2 Motion vector and the prediction structure of MVC videos

2.1 Motion compensation and motion vector

Motion compensation exploits the fact that, often, for many frames of a movie, the only difference between one frame and the subsequent one is the result of the movement of the camera or an object in the frame. Therefore, much of the information that represents one frame is the same as the information of the next frame. Using motion compensation, a video stream contains some full (reference) frames and the information that used to transform the previous frame into the next frame. In block motion compensation, the frames are partitioned into blocks of pixels (e.g. macroblocks of 4 × 4 pixels in H.264). Each block is predicted from a block with the same size in the reference frame. The blocks are not transformed into any way apart from being shifted to the position of the predicted block. This shift is represented by a motion vector [17].

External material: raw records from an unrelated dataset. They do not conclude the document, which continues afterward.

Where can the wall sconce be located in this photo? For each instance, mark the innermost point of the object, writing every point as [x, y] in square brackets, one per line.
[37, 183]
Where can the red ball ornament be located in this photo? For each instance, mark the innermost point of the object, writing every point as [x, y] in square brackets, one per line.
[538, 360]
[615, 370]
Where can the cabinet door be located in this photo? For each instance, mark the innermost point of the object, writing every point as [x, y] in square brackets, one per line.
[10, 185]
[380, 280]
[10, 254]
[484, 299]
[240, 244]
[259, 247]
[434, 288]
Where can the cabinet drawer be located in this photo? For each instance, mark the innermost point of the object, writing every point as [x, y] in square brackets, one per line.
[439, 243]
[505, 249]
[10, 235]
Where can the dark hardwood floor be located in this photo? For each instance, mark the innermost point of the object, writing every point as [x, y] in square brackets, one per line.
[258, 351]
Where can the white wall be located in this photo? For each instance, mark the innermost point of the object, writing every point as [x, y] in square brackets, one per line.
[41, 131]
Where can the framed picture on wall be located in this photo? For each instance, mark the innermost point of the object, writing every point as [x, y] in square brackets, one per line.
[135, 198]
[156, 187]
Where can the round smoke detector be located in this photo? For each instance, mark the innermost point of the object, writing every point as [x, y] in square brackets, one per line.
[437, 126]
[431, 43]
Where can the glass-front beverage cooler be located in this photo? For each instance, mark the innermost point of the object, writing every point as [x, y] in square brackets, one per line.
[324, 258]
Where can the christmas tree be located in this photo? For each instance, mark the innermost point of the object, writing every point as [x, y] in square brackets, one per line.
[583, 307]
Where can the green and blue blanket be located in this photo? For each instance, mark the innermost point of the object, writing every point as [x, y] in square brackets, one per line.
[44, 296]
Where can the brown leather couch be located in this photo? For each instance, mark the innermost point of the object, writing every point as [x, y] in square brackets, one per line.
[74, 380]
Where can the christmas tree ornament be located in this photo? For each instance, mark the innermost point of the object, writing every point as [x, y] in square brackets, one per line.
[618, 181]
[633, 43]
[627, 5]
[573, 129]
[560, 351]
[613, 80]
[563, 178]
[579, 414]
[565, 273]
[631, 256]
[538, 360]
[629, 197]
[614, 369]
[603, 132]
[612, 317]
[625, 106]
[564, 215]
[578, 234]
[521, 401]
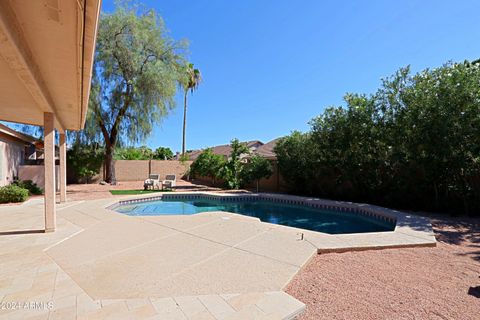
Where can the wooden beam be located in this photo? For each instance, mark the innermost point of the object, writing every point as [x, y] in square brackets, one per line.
[49, 164]
[17, 54]
[63, 168]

A generic structure of inter-MB coding is depicted in Fig. 2. Once B r is chosen, B’s MV will be calculated as:

Fig. 2
figure 2

Motion compensation and motion vector

$$ MV=\left(m{v}_x,m{v}_y\right)=\left({x}_r-x,{y}_r-y\right) $$
(1)

Where mv x , mv y are the horizontal and vertical components respectively, (x r ,y r ) and (x,y) denote the coordinates of B r and B respectively.

Motion vector based watermarking was first introduced by Kutter et al. [21]. The idea was to change motion vectors so that a binary password could be embedded into the motion vectors. To be specific, they modified the LSBs of motion vectors to embed a watermark so that the parity of the motion vectors satisfied the watermark bit value. However, the algorithm was not reversible. After extracting the hidden data, we cannot recover the original videos. Also most of the existing algorithms only used one component of the motion vector and ignored the vector attribute of the motion vectors.

Later in Section 3, an optimized method based on motion vectors is introduced, and the method is reversible.

2.2 The prediction structure of 3D videos

JVT adopted the structure of hierarchical B-frames proposed in [23] which combined intra prediction, inter prediction and inter-view prediction. There are only one I-frame and one P-frame in a GOP in 3D videos with two viewpoints, as shown in Fig. 1. As the key frame, I-frames will be referenced by all the remaining frames. If we modify the I-frames, the distortion will be passed to all the rest of the frames, which will cause serious inter-frames distortion drift. Therefore, we generally do not take the I-frames as the carrier. In addition to the I-frames, there is one P-frame in a GOP, and the remaining are B-frames.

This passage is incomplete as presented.